Mais le plus intéressant dans cette situation, c’est que la tactique de négociation de Trump basée sur l’agressivité, non seulement semble atteindre les limites de son efficacité, entrainant des mesures de rétorsions, mais surtout elle exacerbe le sentiment nationaliste et fédère la population. Le président américain l’a encore répété lundi lors de son voyage au Japon (ou il négociait également des accords commerciaux, mais dans un climat détendu) il est persuadé que les tarifs finiront par obliger les chinois à des concessions.
Loin de plier la Chine réplique, dans la ‘subtilité, et sa résilience en opposition d’une imprévisibilité américaine pourrait se traduire par un conflit commercial beaucoup plus long qu’escompté. Plus dérangeant pour les marchés financiers, la Chine semble s’accommoder de cette situation (tout en étant consciente que les dommages seraient plus importants pour son économie que pour l’économie américaine), et la presse gouvernementale indique qu’il ne peut y avoir d’accord à n’importe quel prix, et que si certes un accord commercial est important avec les Etats-Unis il n’est pas crucial pour son avenir économique.
Faisant écho à cette position, l’ancien vice-ministre du commerce déclarait ainsi que « Les Etats-Unis n'ont pas réalisé la détermination inébranlable de la Chine à défendre ses intérêts nationaux. Il est impossible d'appliquer un accord unilatéral »

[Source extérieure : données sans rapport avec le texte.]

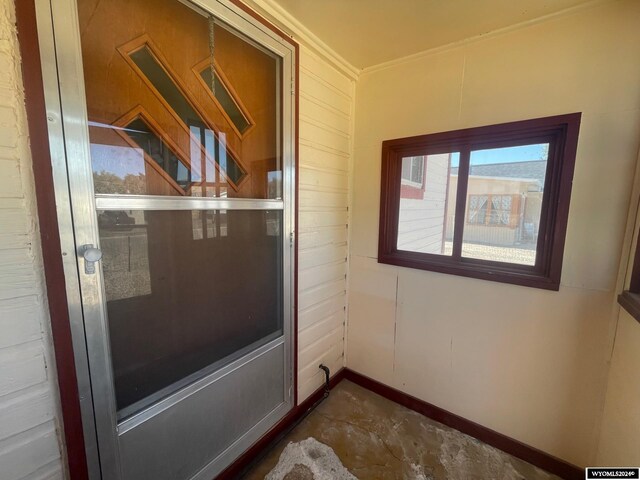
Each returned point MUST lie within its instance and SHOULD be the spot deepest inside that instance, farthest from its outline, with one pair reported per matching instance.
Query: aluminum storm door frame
(135, 447)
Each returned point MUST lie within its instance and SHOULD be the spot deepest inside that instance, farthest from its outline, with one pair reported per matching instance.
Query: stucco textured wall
(29, 433)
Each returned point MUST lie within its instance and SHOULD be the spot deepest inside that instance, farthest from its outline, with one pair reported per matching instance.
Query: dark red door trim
(50, 237)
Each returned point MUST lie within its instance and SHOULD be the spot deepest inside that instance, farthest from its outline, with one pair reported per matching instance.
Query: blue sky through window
(523, 153)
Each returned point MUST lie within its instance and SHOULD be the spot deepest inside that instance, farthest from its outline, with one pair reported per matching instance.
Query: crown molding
(483, 36)
(275, 13)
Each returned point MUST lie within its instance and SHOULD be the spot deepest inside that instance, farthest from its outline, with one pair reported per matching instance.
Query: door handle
(91, 255)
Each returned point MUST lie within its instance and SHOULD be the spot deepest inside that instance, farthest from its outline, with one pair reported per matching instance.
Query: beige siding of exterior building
(496, 235)
(421, 222)
(326, 119)
(29, 445)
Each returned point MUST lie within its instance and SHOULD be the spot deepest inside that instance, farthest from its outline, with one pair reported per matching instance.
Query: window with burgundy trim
(489, 202)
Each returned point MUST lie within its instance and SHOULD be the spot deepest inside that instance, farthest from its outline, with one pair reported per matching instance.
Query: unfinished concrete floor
(375, 438)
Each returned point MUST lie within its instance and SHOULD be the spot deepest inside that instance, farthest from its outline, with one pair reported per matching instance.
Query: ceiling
(370, 32)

Certains observateurs prêtent aux Chinois la volonté de temporiser jusqu’aux élections américaines, pariant sur l’élection d’un nouveau président. En obligeant le président Trump a assumé ses responsabilités (les prochains tarifs auront des répercussions importantes pour le consommateur américain) les chinois font également le pari que celui-ci adoptera une posture plus ‘respectueuse’ sauf à se désavouer par rapport à ses promesses électorales et donc perdre son crédit.

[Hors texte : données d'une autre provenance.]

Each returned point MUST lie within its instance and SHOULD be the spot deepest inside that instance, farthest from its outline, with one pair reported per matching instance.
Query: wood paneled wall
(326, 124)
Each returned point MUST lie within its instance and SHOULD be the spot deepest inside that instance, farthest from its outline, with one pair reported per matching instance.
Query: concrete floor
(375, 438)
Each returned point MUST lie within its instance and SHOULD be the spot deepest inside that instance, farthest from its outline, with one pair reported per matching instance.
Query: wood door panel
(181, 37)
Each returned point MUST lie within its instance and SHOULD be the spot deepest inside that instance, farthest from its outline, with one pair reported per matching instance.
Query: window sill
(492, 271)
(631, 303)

Xinhuanews, l’une des 2 agendes de presses gouvernementales chinoises, résume parfaitement la position chinoise : « La Chine a réitéré sa position en faveur du multilatéralisme et a tenté d'éviter une guerre commerciale qui nuit aux intérêts publics. Mais si nécessaire, la Chine a beaucoup de cartes à jouer »
La Chine a le profond sentiment que la stratégie d’humiliation et d’opposition systématique est incompatible avec l’obtention d’un accord. Dans le Mianzi, il est important que chaque partie à la négociation tirent des éléments positifs de celle-ci. La perception chinoise est que seuls les intérêts américains sont privilégiés et que l’attitude américaine leur fait ‘perdre la face’ : Une humiliation suprême.

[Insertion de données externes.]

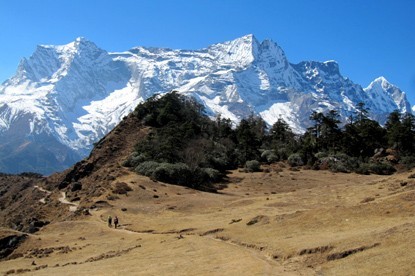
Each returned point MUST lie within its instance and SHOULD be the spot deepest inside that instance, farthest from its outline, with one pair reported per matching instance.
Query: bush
(295, 160)
(269, 156)
(121, 188)
(178, 173)
(382, 168)
(321, 155)
(212, 174)
(252, 166)
(408, 161)
(364, 168)
(283, 153)
(147, 168)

Ainsi lundi, le porte-parole du ministère des affaires étrangères indiquait que « l’égalité est indispensable pour parvenir à un accord commercial » il enfonçait le clou précisant que : "Les différends commerciaux devraient être réglés par des consultations et des négociations amicales, qui doivent être fondées sur le respect mutuel, l'égalité et l'avantage mutuel ".
Les minutes de la Fed n’auront pas apporté de précisions quant à une éventuelle baisse de taux, mais le marché continue de parier sur celle-ci. Les taux long américains continuent de baisser fortement et désormais la perspective d’un taux 10 ans à 2% semble être consensuelle.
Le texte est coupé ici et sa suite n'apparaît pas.